That was the question raised recently by psychologist Judith Rich Harris, author of the controversial book, The Nurture Assumption. If they turn out to be bums, it certainly is not your fault. How much credit do parents deserve when their children turn out well? How much blame when they turn out badly?
Understand what the nature—nurture debate is and why the problem fascinates us. Understand why nature—nurture questions are difficult to study empirically.
Know the major research designs that can be used to study nature—nurture questions. Appreciate the complexities of nature—nurture and why questions that seem simple turn out not to have simple answers. Introduction There are three related problems at the intersection of philosophy and science that are fundamental to our understanding of our relationship to the natural world: These great questions have a lot in common.
Everyone, even Both nature and nurture influence human without much knowledge of science or philosophy, has opinions about the answers to these questions that come simply from observing the world we live in. Our feelings about our relationship with the physical and biological world often seem incomplete.
We are in control of our actions in some ways, but at the mercy of our bodies in others; it feels obvious that our consciousness is some kind of creation of our physical brains, at the same time we sense that our awareness must go beyond just the physical.
We are so concerned with nature—nurture because our very sense of moral character seems to depend on it. In fact, even the great violinist might have some inborn qualities—perfect pitch, or long, nimble fingers—that support and reward her hard work. And the basketball player might have eaten a diet while growing up that promoted his genetic tendency for being tall.
When we think about our own qualities, they seem under our control in some respects, yet beyond our control in others.
What about how much we drink or worry? What about our honesty, or religiosity, or sexual orientation? They all come from that uncertain zone, neither fixed by nature nor totally under our own control. Researchers have learned a great deal about the nature-nurture dynamic by working with animals.
But of course many of the techniques used to study animals cannot be applied to people. Separating these two influences in human subjects is a greater research challenge.
In nonhuman animals, there are relatively straightforward experiments for tackling nature—nurture questions. Say, for example, you are interested in aggressiveness in dogs. You want to test for the more important determinant of aggression: You could mate two aggressive dogs—angry Chihuahuas—together, and mate two nonaggressive dogs—happy beagles—together, then switch half the puppies from each litter between the different sets of parents to raise.
You would then have puppies born to aggressive parents the Chihuahuas but being raised by nonaggressive parents the Beaglesand vice versa, in litters that mirror each other in puppy distribution.
The big questions are: Would the Chihuahua parents raise aggressive beagle puppies? Would the beagle parents raise nonaggressive Chihuahua puppies? In fact, it is fairly easy to breed animals for behavioral traits.
Nevertheless, despite our restrictions on setting up human-based experiments, we do see real-world examples of nature-nurture at work in the human sphere—though they only provide partial answers to our many questions. The science of how genes and environments work together to influence behavior is called behavioral genetics.
The easiest opportunity we have to observe this is the adoption study. When children are put up for adoption, the parents who give birth to them are no longer the parents who raise them.
What about the biological child of a Spanish-speaking family adopted at birth into an English-speaking family? What language would you expect the child to speak?
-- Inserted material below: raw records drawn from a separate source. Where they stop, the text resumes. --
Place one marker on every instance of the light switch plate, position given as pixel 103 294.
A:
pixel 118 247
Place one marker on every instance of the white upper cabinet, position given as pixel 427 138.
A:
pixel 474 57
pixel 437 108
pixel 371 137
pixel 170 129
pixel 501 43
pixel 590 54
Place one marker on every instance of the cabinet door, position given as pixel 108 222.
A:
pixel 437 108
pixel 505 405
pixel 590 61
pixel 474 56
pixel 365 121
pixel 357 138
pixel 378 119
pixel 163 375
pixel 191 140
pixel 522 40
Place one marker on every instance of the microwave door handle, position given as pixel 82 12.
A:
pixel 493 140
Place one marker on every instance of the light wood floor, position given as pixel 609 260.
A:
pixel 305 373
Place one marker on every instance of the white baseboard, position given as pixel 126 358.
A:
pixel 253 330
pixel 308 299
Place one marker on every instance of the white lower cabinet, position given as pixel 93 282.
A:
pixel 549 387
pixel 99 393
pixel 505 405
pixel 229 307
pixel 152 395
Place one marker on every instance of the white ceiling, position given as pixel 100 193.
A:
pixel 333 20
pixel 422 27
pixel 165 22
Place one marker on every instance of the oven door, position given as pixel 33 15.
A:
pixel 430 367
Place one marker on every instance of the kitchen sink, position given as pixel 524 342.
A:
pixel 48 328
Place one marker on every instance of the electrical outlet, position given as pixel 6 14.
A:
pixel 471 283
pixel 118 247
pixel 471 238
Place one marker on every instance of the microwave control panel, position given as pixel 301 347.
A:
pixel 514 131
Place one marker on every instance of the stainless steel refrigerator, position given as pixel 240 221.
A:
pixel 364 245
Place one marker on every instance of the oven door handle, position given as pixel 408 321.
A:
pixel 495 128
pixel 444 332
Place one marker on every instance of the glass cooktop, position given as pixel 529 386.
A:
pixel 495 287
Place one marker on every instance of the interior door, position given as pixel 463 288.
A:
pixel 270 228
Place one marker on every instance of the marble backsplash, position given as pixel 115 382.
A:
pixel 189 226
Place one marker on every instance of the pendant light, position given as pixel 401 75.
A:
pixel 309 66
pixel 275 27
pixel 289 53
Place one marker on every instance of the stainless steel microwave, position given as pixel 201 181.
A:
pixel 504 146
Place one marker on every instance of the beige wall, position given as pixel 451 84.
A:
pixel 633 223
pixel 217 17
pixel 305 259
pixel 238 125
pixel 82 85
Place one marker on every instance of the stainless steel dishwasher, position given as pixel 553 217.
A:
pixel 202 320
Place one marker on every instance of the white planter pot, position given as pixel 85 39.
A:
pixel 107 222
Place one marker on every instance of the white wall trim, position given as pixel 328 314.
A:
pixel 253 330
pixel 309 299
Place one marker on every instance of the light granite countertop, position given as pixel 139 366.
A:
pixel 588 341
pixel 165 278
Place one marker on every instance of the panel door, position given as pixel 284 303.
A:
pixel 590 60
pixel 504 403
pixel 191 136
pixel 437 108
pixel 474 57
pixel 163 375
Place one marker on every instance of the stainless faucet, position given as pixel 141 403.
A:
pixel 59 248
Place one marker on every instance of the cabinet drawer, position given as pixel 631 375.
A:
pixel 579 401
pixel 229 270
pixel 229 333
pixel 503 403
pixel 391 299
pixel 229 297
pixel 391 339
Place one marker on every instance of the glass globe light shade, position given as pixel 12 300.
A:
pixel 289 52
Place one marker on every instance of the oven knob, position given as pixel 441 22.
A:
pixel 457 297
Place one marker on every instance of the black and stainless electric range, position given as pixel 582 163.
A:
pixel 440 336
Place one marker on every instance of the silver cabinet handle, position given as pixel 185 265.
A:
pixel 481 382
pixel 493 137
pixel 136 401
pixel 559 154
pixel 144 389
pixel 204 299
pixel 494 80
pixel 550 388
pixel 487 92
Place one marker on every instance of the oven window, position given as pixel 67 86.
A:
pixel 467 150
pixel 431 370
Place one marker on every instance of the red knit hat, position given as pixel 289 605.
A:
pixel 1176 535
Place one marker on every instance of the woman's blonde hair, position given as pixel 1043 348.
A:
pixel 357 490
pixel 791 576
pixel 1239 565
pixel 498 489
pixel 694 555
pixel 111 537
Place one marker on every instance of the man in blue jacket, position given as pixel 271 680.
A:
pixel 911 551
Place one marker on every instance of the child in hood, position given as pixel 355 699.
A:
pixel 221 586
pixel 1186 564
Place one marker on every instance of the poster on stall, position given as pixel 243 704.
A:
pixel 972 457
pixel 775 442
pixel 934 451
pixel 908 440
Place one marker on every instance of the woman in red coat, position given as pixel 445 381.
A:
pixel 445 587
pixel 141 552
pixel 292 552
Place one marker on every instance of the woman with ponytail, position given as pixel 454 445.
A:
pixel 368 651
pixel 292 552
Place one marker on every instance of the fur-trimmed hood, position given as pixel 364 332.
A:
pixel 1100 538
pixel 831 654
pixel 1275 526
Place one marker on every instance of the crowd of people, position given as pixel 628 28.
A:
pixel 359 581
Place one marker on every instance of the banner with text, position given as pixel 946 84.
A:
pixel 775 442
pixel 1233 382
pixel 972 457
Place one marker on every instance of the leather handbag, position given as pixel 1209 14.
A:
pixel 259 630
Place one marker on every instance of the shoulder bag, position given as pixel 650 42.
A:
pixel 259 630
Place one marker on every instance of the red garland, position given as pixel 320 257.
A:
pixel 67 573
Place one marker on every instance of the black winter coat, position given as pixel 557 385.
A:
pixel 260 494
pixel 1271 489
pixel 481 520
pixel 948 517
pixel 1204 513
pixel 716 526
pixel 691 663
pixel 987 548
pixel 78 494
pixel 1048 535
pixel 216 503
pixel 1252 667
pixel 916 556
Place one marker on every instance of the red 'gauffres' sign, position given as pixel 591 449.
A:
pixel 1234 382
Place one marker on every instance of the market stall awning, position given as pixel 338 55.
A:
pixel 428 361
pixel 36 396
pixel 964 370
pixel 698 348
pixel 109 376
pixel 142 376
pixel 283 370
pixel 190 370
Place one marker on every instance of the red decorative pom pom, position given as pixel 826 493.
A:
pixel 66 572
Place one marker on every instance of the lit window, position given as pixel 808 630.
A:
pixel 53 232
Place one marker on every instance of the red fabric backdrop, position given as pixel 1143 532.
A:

And what might these outcomes tell you about the difference between height and language in terms of nature-nurture?
Studies focused on twins have led to important insights about the biological origins of many personality characteristics.
Another option for observing nature-nurture in humans involves twin studies. There are two types of twins: They are essentially clones. Fraternal twins are ordinary siblings who happen to have been born at the same time.
To analyze nature—nurture using twins, we compare the similarity of MZ and DZ pairs. Identical twins, unsurprisingly, are almost perfectly similar for height. The heights of fraternal twins, however, are like any other sibling pairs:‛BOTH NATURE AND NURTURE INFLUENCE HUMAN BEHAVIOUR’ The Concise Oxford Dictionary of Current English defines Nature as “persons or animal’s innate character, and innate meaning inborn”.
Nature refers to all of the genes and hereditary factors that influence who we are—from our physical appearance to our personality characteristics.; Nurture refers to all the environmental. A masterful guide to human development that redefines the nature versus nurture debate.
A much-needed antidote to genetic determinism, The Dependent Gene reveals how all traits-even. Both Nature and Nurture Influence Human Behaviour Essays ‛BOTH NATURE AND NURTURE INFLUENCE HUMAN BEHAVIOUR’ The Concise Oxford Dictionary of Current English defines Nature as “persons or animal’s innate character, and innate meaning inborn”.
We spoke with Psychologist David Moore to find out more about the science of epigenetics, its impact on the nature versus nurture debate, how epigenetic research relates to humans, and the hopes. The nature vs nurture debate has been going on since the early ages, but the heat is still on between the belief that our genes dictate all our traits and the idea that rearing plays the most part.